The new favorite Cinderella story in Washington involves a plan to draft the beloved former Marine general James Mattis to run as a dark horse candidate against a lackluster presidential field.
But Mattis, speaking at the Center for Strategic and International Studies on Friday morning, declined to indulge speculation.
"No, I haven't given any thought to" a presidential run, Mattis said, dismissing further discussion of the possibility.
Following his lecture on the Middle East and Iranian aggression, Mattis, the former four-star commander of U.S. Central Command and a current fellow at the Hoover Institution in California, implied he was mystified by the buzz surrounding his hypothetical candidacy.
"It's been going on for 15 months. Since coming back from overseas, this is more of a foreign country than the places overseas," he said. "I don't understand it. It's like America has lost faith in rational thought."
He declined to comment on the current field of candidates, saying that 40 years as a naval officer had ingrained in him an aversion to taking a partisan stance.
Nonetheless, his talk Friday contained stern indictments of U.S. foreign policy and President Barack Obama himself, and hinted at his feelings regarding at least one presidential front-runner. Despite Mattis' refusal to publicly entertain the possibility of a candidacy, his speech is unlikely to dampen the excitement of many who would like to see him run.
Mattis' remarks focused on Iran, which he characterized as the "single most enduring threat to stability and peace in the Middle East," regardless of the attention given to Islamic State extremists and other non-state actors.
The 2015 deal that stipulated Iran would surrender its enriched uranium and halt plutonium production in exchange for relief from international economic sanctions only served to buy time, Mattis said. And it's clear from Iranian rhetoric and actions, he added, that the country's leaders do not plan to act in good faith.
"[Iran's Ayatollah Ali Khamenei] summed it up very well when he said those who say that the future lies in negotiations, not in missiles, are either ignorant or traitors," Mattis said. "That is the Supreme Leader. I think we should take him at his word."
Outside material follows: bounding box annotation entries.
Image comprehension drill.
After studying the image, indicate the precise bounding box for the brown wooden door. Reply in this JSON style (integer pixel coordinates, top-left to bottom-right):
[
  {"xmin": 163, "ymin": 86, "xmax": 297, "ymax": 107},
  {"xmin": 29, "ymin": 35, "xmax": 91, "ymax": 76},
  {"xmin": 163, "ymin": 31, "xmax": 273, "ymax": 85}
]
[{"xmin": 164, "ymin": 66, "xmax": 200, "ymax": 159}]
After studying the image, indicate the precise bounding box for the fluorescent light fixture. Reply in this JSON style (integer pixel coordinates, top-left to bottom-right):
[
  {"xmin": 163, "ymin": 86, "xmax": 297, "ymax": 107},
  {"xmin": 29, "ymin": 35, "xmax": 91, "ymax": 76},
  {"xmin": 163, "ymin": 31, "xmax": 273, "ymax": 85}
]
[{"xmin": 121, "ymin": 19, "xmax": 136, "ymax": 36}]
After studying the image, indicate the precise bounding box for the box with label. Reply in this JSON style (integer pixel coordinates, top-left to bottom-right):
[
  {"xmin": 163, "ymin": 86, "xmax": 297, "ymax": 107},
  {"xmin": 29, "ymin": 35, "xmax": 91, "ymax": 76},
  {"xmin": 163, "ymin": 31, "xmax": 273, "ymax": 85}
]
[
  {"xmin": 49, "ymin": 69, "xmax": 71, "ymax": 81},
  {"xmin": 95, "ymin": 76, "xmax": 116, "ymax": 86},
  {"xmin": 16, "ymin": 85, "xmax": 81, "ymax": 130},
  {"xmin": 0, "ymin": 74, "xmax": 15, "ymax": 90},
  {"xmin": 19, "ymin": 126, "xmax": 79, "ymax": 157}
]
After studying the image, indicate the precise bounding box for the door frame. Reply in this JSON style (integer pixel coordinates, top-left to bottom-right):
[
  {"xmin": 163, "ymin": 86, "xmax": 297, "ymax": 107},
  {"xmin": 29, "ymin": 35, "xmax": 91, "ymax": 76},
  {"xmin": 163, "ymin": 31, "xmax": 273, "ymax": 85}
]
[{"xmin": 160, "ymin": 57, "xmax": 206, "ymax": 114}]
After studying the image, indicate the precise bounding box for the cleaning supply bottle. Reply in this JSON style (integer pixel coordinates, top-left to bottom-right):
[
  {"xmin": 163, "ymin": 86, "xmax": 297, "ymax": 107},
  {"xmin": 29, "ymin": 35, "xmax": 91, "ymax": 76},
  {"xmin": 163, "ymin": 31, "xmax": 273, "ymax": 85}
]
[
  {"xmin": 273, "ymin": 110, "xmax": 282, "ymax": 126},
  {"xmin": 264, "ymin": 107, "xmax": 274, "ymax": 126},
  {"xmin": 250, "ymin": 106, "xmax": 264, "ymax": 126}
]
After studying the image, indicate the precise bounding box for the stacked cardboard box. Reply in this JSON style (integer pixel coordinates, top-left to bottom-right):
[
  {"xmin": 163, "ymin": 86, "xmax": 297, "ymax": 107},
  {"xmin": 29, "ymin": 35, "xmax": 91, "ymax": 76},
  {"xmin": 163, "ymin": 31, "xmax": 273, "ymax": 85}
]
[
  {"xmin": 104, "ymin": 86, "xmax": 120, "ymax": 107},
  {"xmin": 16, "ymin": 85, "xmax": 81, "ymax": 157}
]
In the face of the Iranian nuclear threat and clear hostile intentions and following an imperfect nuclear deal, the U.S. is in a "strategy-free mode," he said, shifting attention from one region of the world to another without consistency.
"We have been attacking [the Islamic State] in Iraq, then we shifted to Syria. Now we're in gradual escalation right now," Mattis said, adding that the "Pacific pivot" of recent years had also left Middle Eastern allies concerned.
"My point is, we've got to be able to walk and chew gum at the same time," he said.
The president, Mattis said, seems to have a troubling lack of regard for international allies. Mattis praised the loyalty of nations including Jordan and the United Arab Emirates, and noted the allies were crucial to peacekeeping efforts.
When journalist Jeffrey Goldberg published his New Yorker profile of Obama's foreign policy in March, Mattis said he thought he had printed out the wrong article and was reading comments by bombastic Republican presidential hopeful Donald Trump regarding U.S. allies instead.
"It wasn't Trump; it was the president saying that our allies are free riders and that sort of thing," he said. "For a sitting U.S. president to see our allies as freeloaders is nuts."
Congress, too, has failed, Mattis said.
It had neglected to put in place "standby" economic sanctions to inflict if Iran did not keep its end of the nuclear deal, he said, and had not officially authorized use of military force against the Islamic State, which would send a clear message about American resolve in the region. Congress had also failed to increase intelligence funding for use against Iran, Mattis said.
"The bottom line on the American situation is that the next president is going to inherit a mess," he said. "That's the most diplomatic word for it."
Faced with declining influence in the Middle East and persistent hostility from Iran, Mattis said the U.S. must plan for the worst, addressing Iran's cyber and ballistic missile threat as well as its long-term nuclear aspirations. America needs to remain staunch in its policy and maintain strong communication with allies, regarding Iran not as a responsible nation state but as a "revolutionary cause devoted to mayhem," Mattis said.
"Worth more than 10 battleships or five armed divisions is a sense of American political resolve," he said.